Terms & conditions
General terms & conditions
Rubika
E-mail: contact@rubika.nl
Website: www.rubika.nl
Definitions
- Rubika: Jesben, established in Amsterdam, Chamber of Commerce no. 88621162.
- Customer: the party which Rubika has entered into an agreement with.
- Parties: Rubika and customer together.
- Consumer: a customer who is an individual acting for private purposes.
Applicability
- These terms and conditions will apply to all quotations, offers, activities, orders, agreements and deliveries of services or products by or on behalf of Rubika.
- Parties can only deviate from these conditions if they have explicitly agreed upon in writing.
- The parties expressly exclude the applicability of supplementary and/or deviating general terms and conditions of the customer or of third parties.
Offers and quotations
- Offers and quotations from Rubika are without engagement, unless expressly stated otherwise.
- An offer or quotation is valid for a maximum period of 1 month from its date, unless another acceptance period is stated in the offer or quotation.
- If the customer does not accept an offer or quotation within the applicable time frame, the offer or quotation will lapse.
- Offers and quotations do not apply to repeated orders, unless the parties have agreed upon this explicitly and in writing.
Acceptance
- Upon acceptance of a quotation or offer without engagement, Rubika reserves the right to withdraw the quotation or offer within 3 days after receipt of the acceptance, without any obligations towards the customer.
- Verbal acceptance of the customer only commits Rubika after the customer has confirmed this in writing (or electronically).
Prices
- All prices used by Rubika are in euros, are inclusive of VAT and exclusive of any other costs such as administration costs, levies and travel-, shipping- or transport expenses, unless expressly stated otherwise or agreed otherwise.
- Rubika is entitled to adjust all prices for its products or services, shown in its shop, on its website or otherwise, at any time.
- The parties agree on a total price for a service provided by Rubika. This is always a target price, unless the parties have explicitly agreed upon in writing on a fixed price, which cannot be deviated from.
- Rubika is entitled to deviate up to 10% of the target price.
- If the target price exceeds 10%, Rubika must let the customer know in due time why a higher price is justified.
- If the target price exceeds 10%, the customer has the right to cancel the part of the order that exceeds the target price by 10%.
- Rubika has the right to adjust prices annually.
- Rubika will communicate price adjustments to the customer prior to the moment the price increase becomes effective.
- The consumer has the right to terminate the contract with Rubika if he does not agree with the price increase.
Payments and payment term
- Rubika may, at the conclusion of the agreement, require a down payment of up to 50% of the agreed amount.
- The customer must have paid the full amount within 14 days, after delivery.
- Payment terms are considered as fatal payment terms. This means that if the customer has not paid the agreed amount at the latest on the last day of the payment term, he is legally in default, without Rubika having to send the customer a reminder or to put him in default.

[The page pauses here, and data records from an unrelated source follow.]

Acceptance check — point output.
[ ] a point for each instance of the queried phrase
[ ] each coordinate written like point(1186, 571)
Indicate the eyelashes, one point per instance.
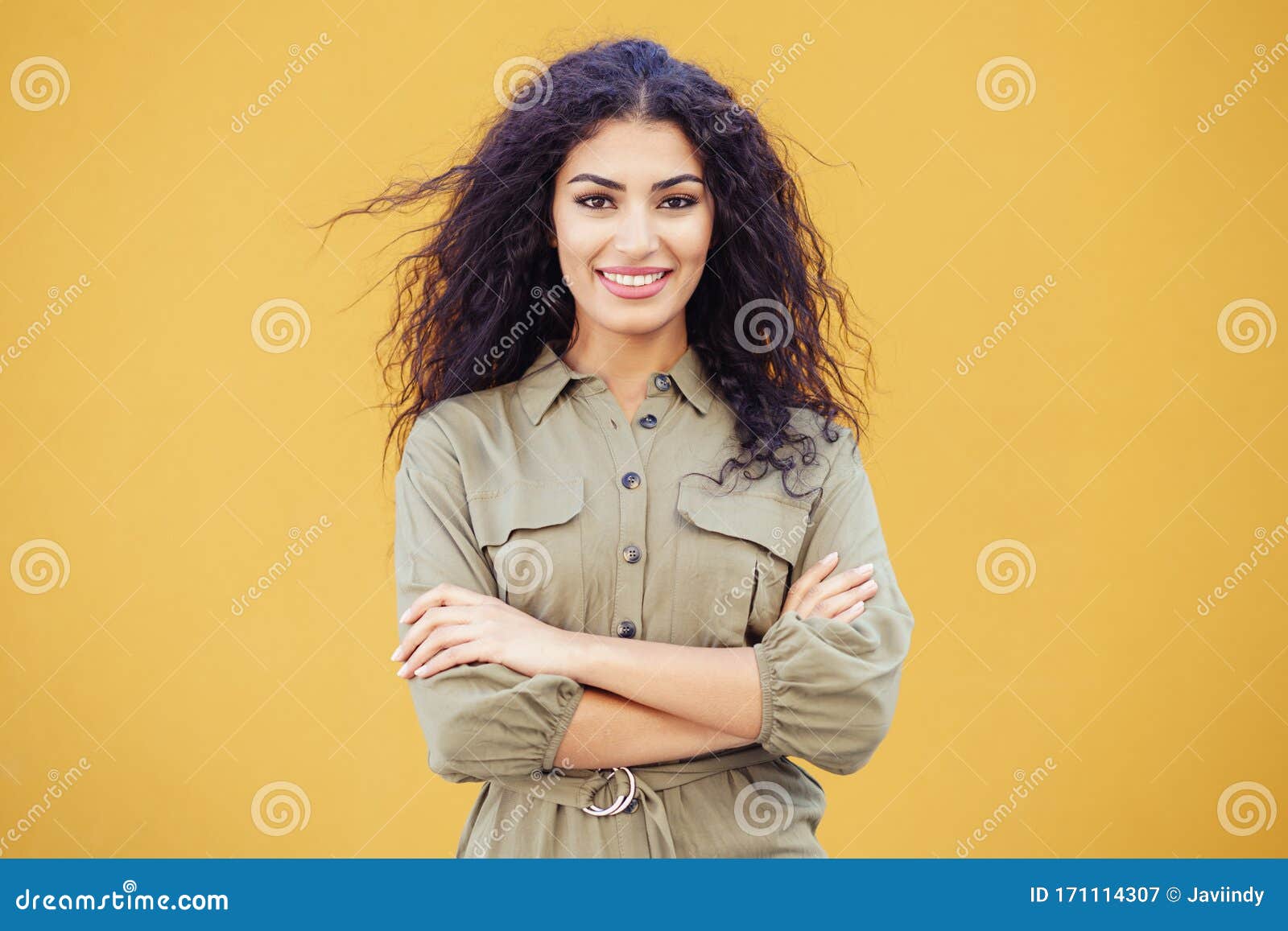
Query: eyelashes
point(686, 200)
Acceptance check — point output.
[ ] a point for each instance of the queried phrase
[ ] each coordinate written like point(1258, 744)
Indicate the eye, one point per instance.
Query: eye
point(585, 200)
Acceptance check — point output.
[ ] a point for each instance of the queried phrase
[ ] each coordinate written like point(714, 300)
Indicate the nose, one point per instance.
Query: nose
point(635, 235)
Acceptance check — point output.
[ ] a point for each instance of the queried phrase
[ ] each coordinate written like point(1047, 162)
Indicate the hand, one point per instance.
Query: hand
point(839, 598)
point(450, 624)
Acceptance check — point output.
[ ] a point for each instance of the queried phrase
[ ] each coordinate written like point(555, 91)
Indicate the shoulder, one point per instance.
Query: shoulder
point(834, 460)
point(457, 420)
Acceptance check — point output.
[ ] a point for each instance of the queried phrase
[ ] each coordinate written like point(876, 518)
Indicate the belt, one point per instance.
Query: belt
point(611, 791)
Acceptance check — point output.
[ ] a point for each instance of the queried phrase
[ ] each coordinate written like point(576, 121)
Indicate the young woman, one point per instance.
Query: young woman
point(638, 564)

- Rubika reserves the right to make a delivery conditional upon immediate payment or to require adequate security for the total amount of the services or products.

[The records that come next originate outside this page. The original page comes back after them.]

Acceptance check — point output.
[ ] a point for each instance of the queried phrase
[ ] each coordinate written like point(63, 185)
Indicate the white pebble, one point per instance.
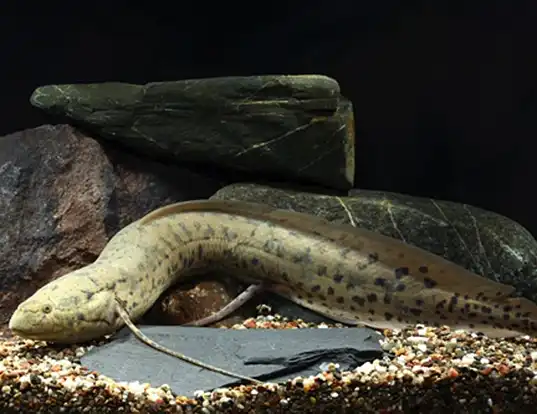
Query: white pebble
point(467, 360)
point(417, 339)
point(366, 368)
point(421, 347)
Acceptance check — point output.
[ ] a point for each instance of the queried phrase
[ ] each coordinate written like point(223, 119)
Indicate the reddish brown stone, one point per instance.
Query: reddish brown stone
point(63, 196)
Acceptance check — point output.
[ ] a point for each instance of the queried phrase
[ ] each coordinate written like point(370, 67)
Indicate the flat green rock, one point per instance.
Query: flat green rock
point(295, 128)
point(483, 242)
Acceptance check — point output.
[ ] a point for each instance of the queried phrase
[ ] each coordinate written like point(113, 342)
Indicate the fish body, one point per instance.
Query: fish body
point(346, 273)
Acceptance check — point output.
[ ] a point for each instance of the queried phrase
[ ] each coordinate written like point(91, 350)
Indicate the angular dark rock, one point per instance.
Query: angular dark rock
point(63, 196)
point(292, 128)
point(484, 242)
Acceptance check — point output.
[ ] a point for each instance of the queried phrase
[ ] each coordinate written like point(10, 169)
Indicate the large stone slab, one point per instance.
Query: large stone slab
point(481, 241)
point(293, 128)
point(285, 354)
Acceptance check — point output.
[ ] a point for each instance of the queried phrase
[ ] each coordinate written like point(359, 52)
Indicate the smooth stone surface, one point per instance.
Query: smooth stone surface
point(292, 352)
point(484, 242)
point(292, 128)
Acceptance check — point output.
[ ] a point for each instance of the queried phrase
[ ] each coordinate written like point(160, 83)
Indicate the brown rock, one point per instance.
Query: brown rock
point(63, 196)
point(187, 303)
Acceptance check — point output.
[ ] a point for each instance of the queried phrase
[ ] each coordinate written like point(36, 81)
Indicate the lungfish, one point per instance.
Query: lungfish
point(346, 273)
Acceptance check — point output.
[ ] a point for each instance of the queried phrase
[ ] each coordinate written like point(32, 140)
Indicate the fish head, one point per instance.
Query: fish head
point(70, 309)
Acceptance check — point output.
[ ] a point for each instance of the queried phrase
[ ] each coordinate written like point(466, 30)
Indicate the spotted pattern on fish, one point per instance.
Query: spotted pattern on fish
point(347, 273)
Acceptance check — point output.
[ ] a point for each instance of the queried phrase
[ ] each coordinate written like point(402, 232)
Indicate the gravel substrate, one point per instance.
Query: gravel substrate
point(427, 370)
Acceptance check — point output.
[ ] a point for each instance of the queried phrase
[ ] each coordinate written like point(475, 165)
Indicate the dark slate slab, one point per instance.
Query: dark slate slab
point(483, 242)
point(295, 128)
point(266, 354)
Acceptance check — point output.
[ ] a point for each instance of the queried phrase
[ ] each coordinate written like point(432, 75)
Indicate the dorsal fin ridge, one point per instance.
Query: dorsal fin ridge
point(424, 266)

Consequences of late payment
- If the customer does not pay within the agreed term, Rubika is entitled to charge an interest per month for non-commercial transactions and an interest per month for commercial transactions from the day the customer is in default, whereby a part of a month is counted for a whole month.
- When the customer is in default, he is also due to extrajudicial collection costs and may be obliged to pay any compensation to Rubika.
- The collection costs are calculated on the basis of the Reimbursement for extrajudicial collection costs.
- If the customer does not pay on time, Rubika may suspend its obligations until the customer has met his payment obligation.
- In the event of liquidation, bankruptcy, attachment or suspension of payment on behalf of the customer, the claims of Rubika on the customer are immediately due and payable.
- If the customer refuses to cooperate with the performance of the agreement by Rubika, he is still obliged to pay the agreed price to Rubika.
Right of withdrawal
- A consumer may cancel an online purchase during a cooling-off period of 14 days without giving any reason, provided that:
- the product has not been used
- it is not a product that can spoil quickly, like food or flowers
- the product is not specially tailored for the consumer or adapted to its special needs
- it is not a product that may not be returned for hygienic reasons (underwear, swimwear, etc.)
- the seal is still intact, when the product is a data carrier with digital content (DVDs, CDs, etc.)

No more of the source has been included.